In 1950, amateur photographer Vicente Nieto Canedo took a photo of a maths teacher who was working at the Escuela Nacional de Artes Gráficas in Chamberí. It was so unusual to see a Black teacher that Canedo understood this an important moment to capture.
Seventy years later, Afro-Spaniards (Spanish citizens with African descent) make up around 3% of Spain’s population (1.4 million), although there are 0.6 million additional African residents of Spain who are undocumented bringing the true figure closer to 2 million and therefore 4.3% of Spain’s population.
Are 4.3% of teachers in Spain today of African descent? No.
Teachers are the greatest and most honourable influencers of our time. We hand over responsibility to them to shape the future through our youngest generations.
Representative discourse is a great issue in Spain today and it’s partly due to slow integration of immigrants, but primarily due to the systemic marginalisation of non-white Spaniards.
In practise, representative discourse is centred around trust and understanding. For example, a Black person is more likely to be accurately represented by someone who has lived similar experiences, who might have experienced racist career setbacks. In knowing that the person teaching you see and hears you, you feel safer and more empowered in the classroom. As much as a teacher may do their best to explain history and society, unconscious bias may still comes into play and that is why it’s important for teachers to represent their pupils across the full spectrum of race, gender, class and identity.

In the whole of Spain, Madrid is the region that invests the least in education.
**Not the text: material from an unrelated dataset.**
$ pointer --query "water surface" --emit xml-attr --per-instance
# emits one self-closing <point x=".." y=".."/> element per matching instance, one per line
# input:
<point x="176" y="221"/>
The biggest cuts to schools have been to south and east barrios: the working-class belt of the capital and where many of Madrid’s racial minorities live. Yet I hope that, despite the odds being stacked against them, the children of the Barrios of the South become our teachers – and influencers – of the future because, if anyone can educate us about inequality better, it’s the people who’ve experienced it first-hand.